Ligand's alignment with pharmaceutical giant Eli Lilly, of Indianapolis, is also ripe with prospects. Not only is it worth as much as $194 million to San Diego-based Ligand (NASDAQ:LGND), but it's been structured such that Ligand can tap into Lilly's arsenal of drugs if it so chooses. The alliance also gives Ligand a strong partner to continue the development of drug candidates that were under the aegis of its former joint venture company, Allergan Ligand Retinoid Therapeutics Inc.
Biogen Inc. has also struck gold through its $145 million partnership with Merck & Co. Inc., of Whitehouse Station, N.J., on drugs for treating asthma and other inflammatory diseases. The deal, signed in December, is the first major R&D based collaboration that Biogen, of Cambridge, Mass. (NASDAQ:BGEN), has signed with a big pharma company in years. (The others have been mainly licensing deals, which by themselves have proved to be a reliable source of income for Biogen through royalty streams.) Importantly, Biogen has not only kept rights to its technology (which involves inhibiting VLA4 receptor molecules found on the white blood cells that migrate to sites of inflammation) for smaller indications of its choosing — especially multiple sclerosis, where it already has a marketing presence — but it has established a presence in the Japanese market through an arrangement with an affiliate of Lilly's.
The fourth new member of the 100 Million Dollar Club is Aurora Biosciences Corp., of La Jolla, Calif. — a relative newcomer to the biotech scene but already facile at the art of productive partnering.

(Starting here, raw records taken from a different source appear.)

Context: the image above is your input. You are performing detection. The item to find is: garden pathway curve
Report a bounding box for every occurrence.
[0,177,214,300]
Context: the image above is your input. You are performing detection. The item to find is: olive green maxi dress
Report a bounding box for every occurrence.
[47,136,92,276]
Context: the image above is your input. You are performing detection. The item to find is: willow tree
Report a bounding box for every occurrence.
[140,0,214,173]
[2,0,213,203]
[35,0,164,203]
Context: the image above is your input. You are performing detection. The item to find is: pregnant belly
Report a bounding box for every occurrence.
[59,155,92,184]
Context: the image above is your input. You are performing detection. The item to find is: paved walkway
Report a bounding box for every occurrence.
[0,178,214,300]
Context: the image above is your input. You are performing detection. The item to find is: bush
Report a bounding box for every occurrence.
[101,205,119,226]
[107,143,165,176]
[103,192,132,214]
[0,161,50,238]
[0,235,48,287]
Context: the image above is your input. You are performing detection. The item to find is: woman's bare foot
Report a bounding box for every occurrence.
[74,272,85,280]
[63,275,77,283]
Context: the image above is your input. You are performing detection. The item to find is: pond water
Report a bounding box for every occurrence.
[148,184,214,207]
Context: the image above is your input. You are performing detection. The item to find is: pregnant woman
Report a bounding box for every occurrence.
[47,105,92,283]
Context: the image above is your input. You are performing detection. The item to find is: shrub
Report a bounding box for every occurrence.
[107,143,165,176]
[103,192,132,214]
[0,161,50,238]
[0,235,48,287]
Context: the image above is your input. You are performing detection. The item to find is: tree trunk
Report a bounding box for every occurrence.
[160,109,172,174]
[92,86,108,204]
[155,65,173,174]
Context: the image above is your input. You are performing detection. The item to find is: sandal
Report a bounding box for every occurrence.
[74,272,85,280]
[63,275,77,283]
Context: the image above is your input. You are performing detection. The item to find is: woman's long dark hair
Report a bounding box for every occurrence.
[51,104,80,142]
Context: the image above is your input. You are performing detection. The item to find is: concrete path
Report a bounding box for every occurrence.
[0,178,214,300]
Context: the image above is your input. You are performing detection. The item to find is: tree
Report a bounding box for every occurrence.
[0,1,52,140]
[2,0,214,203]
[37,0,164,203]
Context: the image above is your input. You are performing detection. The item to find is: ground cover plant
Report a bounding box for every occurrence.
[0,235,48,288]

In December, Aurora (NASDAQ:ABSC) inked a $100 million deal with Merck, giving the big pharma partner access to its ultra-high-throughput screening system (UHTSS) as well as its other drug discovery technologies. In fact, Merck will help foot the development costs for UHTSS — along with Aurora's other UHTSS syndicate partners, Bristol-Myers Squibb Co., of New York, Eli Lilly and the Parke-Davis division of Warner-Lambert Co., of Morris Plains, N.J.
Thus, a total of 23 out of the 757 new R&D-based biotech-big pharma collaborations signed between 1993 and 1997 qualified to joint the 100 Million Dollar Club. That's only about 3 percent of the total, but it appears that the number of qualifying deals has begun to escalate in the last year. Even an occasional marketing arrangement can hit the 100-million-dollar mark — a subject that will be explored in the Jan. 26, 1998, issue of BioWorld Financial Watch.